Page:Revue des Deux Mondes - 1883 - tome 55.djvu/476

La bibliothèque libre.
Le texte de cette page a été corrigé et est conforme au fac-similé.

Laissons, laissons l’histoire de demain mettre chacun à son rang, faire la part du puissant tribun et assurer aussi à cet autre mort, au général Chanzy, la place qu’il avait déjà conquise dans l’estime du pays. Pour celui-ci, à vrai dire, tout s’est passé plus simplement à Châlons, et cependant si M. Gambetta, pour beaucoup de Français, était un grand espoir, le général Chanzy était certainement, lui aussi, une grande et sérieuse ressource sur laquelle le pays croyait pouvoir compter pour les momens difficiles. Depuis quelque temps déjà, le commandant du 6e corps devenait de plus en plus l’objet de la confiance de l’opinion, et cette confiance, il la méritait par son passé de soldat, par son caractère, par la mesure qu’il mettait dans toutes ses actions, par l’attitude qu’il avait su prendre tour à tour au parlement, au gouvernement-général de l’Algérie, à l’ambassade de Saint-Pétersbourg, dans ce commandement où la mort vient de le frapper.

C’était tout à la fois un soldat et un politique.

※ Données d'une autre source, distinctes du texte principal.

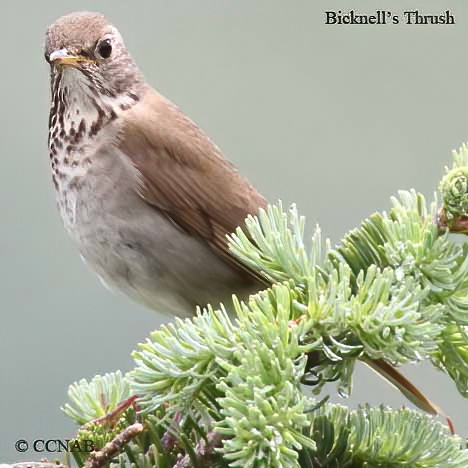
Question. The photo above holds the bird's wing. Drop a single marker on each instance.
(183, 174)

Comme chef militaire, Chanzy s’était révélé en 1870, à cette armée de la Loire où il arrivait pour combattre à Coulmiers. Débarqué la veille de l’Afrique, où il avait été laissé au début de la guerre, nommé au commandement d’une division, puis du 16e corps, il ne tardait pas à avoir de terribles occasions de montrer la fermeté de son âme. Celui qui, au lendemain du second désastre d’Orléans, avec des soldats démoralisés par la défaite, avec des divisions débandées, trouvait le moyen de ramasser ses forces, de s’arrêter sur les lignes de Josne et de tenir tête pendant cinq jours à un ennemi grossissant d’heure en heure, irrité par la résistance, celui-là était certes un intrépide capitaine, au cœur fermement trempé. Celui qui, obligé de battre en retraite après cinq jours de luttes sur les lignes de Josne, ne se retirait que pas à pas, gardant la liberté de ses mouvemens, se battant à Vendôme, se battant encore au Mans avec l’amiral Jauréguiberry comme lieutenant, celui-là était assurément un chef habile. Il pouvait être malheureux comme bien d’autres, il ne se laissait point ébranler. Après chaque affaire, il retrouvait toute sa vigueur pour rallier ses soldats en attendant de les ramener au combat. Livré à peu près à lui-même, comptant peu avec les ordres de Tours ou de Bordeaux, il suivait sa propre inspiration, et c’est pendant cette effroyable guerre le mérite du général Chanzy de ne s’être jamais laissé déconcerter, d’avoir opposé à tous les dangers une virilité simple et sans faste, d’avoir gardé jusqu’au bout, même à la paix, l’ardeur de la résistance. La politique pouvait conseiller la paix ; le soldat croyait de son devoir de ne pas avouer l’impossibilité de la guerre.

L’esprit militaire, le général Chanzy l’avait toujours gardé intact en lui dans toutes les diversions de sa vie publique, et lorsqu’après bien des années il était placé l’an dernier à la tête du 6e corps, il retrouvait tout son feu, son habile et intelligente activité pour organiser et assurer la défense de la frontière. Il se mêlait peu aux débats publics du sénat.